Toy exports to the US alone fell 5.2% in the period, helping to push total toy export growth down 21.8 percentage points to an anemic 1.3%.
It wasn’t just toy exports that were falling. Lower commodity prices helped to reduce the growth of China’s trade surplus, which was up 12% year-on-year in September to US$82 billion. Some economists fear that reduced commodity prices are only part of the reason for slower surplus growth, which they take as a sign of a cooling Chinese economy.
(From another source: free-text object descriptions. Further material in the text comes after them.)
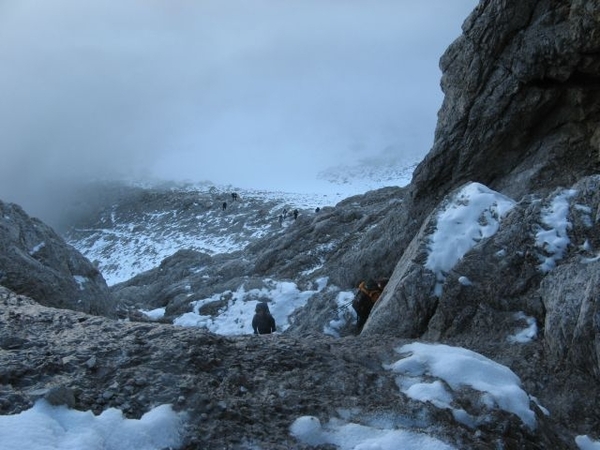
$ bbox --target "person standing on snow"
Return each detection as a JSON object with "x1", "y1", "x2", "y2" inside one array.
[{"x1": 252, "y1": 302, "x2": 276, "y2": 334}]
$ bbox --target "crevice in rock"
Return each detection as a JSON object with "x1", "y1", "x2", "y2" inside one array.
[{"x1": 419, "y1": 296, "x2": 440, "y2": 339}]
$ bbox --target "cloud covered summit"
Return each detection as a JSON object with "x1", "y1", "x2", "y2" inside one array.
[{"x1": 0, "y1": 0, "x2": 476, "y2": 224}]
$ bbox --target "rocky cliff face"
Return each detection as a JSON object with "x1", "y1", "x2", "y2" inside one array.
[
  {"x1": 361, "y1": 0, "x2": 600, "y2": 439},
  {"x1": 413, "y1": 0, "x2": 600, "y2": 203},
  {"x1": 364, "y1": 0, "x2": 600, "y2": 359},
  {"x1": 0, "y1": 201, "x2": 117, "y2": 317}
]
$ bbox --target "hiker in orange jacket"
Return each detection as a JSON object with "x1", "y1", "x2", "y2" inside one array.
[{"x1": 351, "y1": 278, "x2": 388, "y2": 330}]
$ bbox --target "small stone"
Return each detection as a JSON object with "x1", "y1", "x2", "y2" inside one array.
[
  {"x1": 85, "y1": 356, "x2": 97, "y2": 369},
  {"x1": 45, "y1": 386, "x2": 76, "y2": 408}
]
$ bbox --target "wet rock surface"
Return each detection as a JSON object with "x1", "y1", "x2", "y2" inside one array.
[{"x1": 0, "y1": 287, "x2": 575, "y2": 449}]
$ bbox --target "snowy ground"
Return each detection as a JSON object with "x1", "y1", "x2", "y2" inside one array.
[
  {"x1": 67, "y1": 172, "x2": 413, "y2": 286},
  {"x1": 6, "y1": 181, "x2": 600, "y2": 449}
]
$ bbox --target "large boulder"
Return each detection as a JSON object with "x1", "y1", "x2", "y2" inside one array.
[
  {"x1": 0, "y1": 200, "x2": 117, "y2": 317},
  {"x1": 540, "y1": 259, "x2": 600, "y2": 379},
  {"x1": 365, "y1": 176, "x2": 600, "y2": 382}
]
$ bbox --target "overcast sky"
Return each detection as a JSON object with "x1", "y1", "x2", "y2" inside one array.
[{"x1": 0, "y1": 0, "x2": 478, "y2": 220}]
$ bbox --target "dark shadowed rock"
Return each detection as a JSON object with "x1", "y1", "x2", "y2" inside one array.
[{"x1": 0, "y1": 200, "x2": 117, "y2": 316}]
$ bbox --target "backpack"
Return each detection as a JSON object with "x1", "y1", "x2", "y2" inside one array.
[
  {"x1": 352, "y1": 279, "x2": 385, "y2": 327},
  {"x1": 361, "y1": 280, "x2": 382, "y2": 302}
]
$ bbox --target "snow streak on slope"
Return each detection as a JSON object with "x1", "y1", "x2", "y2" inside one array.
[
  {"x1": 66, "y1": 187, "x2": 333, "y2": 285},
  {"x1": 67, "y1": 173, "x2": 412, "y2": 285},
  {"x1": 172, "y1": 278, "x2": 329, "y2": 335}
]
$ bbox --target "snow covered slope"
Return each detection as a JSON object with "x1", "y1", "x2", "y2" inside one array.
[
  {"x1": 65, "y1": 172, "x2": 411, "y2": 286},
  {"x1": 67, "y1": 187, "x2": 317, "y2": 285}
]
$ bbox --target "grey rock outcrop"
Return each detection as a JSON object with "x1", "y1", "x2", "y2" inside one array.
[
  {"x1": 413, "y1": 0, "x2": 600, "y2": 204},
  {"x1": 250, "y1": 186, "x2": 409, "y2": 287},
  {"x1": 0, "y1": 287, "x2": 574, "y2": 449},
  {"x1": 365, "y1": 176, "x2": 600, "y2": 377},
  {"x1": 0, "y1": 200, "x2": 117, "y2": 316},
  {"x1": 111, "y1": 248, "x2": 266, "y2": 319},
  {"x1": 539, "y1": 256, "x2": 600, "y2": 379}
]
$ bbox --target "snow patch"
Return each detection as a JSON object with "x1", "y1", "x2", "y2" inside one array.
[
  {"x1": 535, "y1": 189, "x2": 577, "y2": 273},
  {"x1": 0, "y1": 401, "x2": 185, "y2": 450},
  {"x1": 174, "y1": 278, "x2": 328, "y2": 335},
  {"x1": 290, "y1": 415, "x2": 456, "y2": 450},
  {"x1": 324, "y1": 290, "x2": 356, "y2": 337},
  {"x1": 507, "y1": 311, "x2": 537, "y2": 343},
  {"x1": 73, "y1": 276, "x2": 88, "y2": 291},
  {"x1": 140, "y1": 307, "x2": 166, "y2": 321},
  {"x1": 29, "y1": 241, "x2": 46, "y2": 255},
  {"x1": 576, "y1": 435, "x2": 600, "y2": 450},
  {"x1": 386, "y1": 342, "x2": 537, "y2": 430},
  {"x1": 425, "y1": 183, "x2": 515, "y2": 296}
]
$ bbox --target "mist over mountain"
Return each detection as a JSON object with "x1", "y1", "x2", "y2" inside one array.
[{"x1": 0, "y1": 0, "x2": 477, "y2": 227}]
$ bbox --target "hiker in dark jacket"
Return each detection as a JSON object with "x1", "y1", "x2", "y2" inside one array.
[{"x1": 252, "y1": 302, "x2": 276, "y2": 334}]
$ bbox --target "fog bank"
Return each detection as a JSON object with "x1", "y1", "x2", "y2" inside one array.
[{"x1": 0, "y1": 0, "x2": 478, "y2": 225}]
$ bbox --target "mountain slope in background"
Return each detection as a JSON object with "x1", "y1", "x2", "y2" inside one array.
[
  {"x1": 64, "y1": 168, "x2": 411, "y2": 286},
  {"x1": 65, "y1": 184, "x2": 325, "y2": 285}
]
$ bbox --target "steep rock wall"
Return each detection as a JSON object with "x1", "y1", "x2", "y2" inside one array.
[
  {"x1": 365, "y1": 0, "x2": 600, "y2": 385},
  {"x1": 413, "y1": 0, "x2": 600, "y2": 203},
  {"x1": 0, "y1": 201, "x2": 117, "y2": 316}
]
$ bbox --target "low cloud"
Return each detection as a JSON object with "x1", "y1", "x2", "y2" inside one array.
[{"x1": 0, "y1": 0, "x2": 478, "y2": 223}]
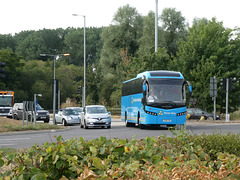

There are more direct signs: China’s economy grew by 9% in the third quarter, the lowest level in five years. UBS reduced its forecast for China’s GDP growth in 2009, to 8.0% from 8.8%, and for 2008, to 9.6% from 10%. Fortunately for policy makers pushing for pricing reform, inflation decelerated to 4.6% in September.
Premier Wen Jiabao promised government action to ensure steady growth in the face of the global financial crisis.
So far, in addition to moves targeting the stock markets specifically, there have been two interest rate cuts in the span of a month. Export tax rebates were also raised to boost exporters.
But some have questioned whether these moves will effectively encourage economic growth. Critics say the rebates won’t help to increase demand.
That’s more bad news in a grim business climate. The National Bureau of Statistics said the performance of Chinese firms has fallen to levels last seen during the 2003 SARS crisis.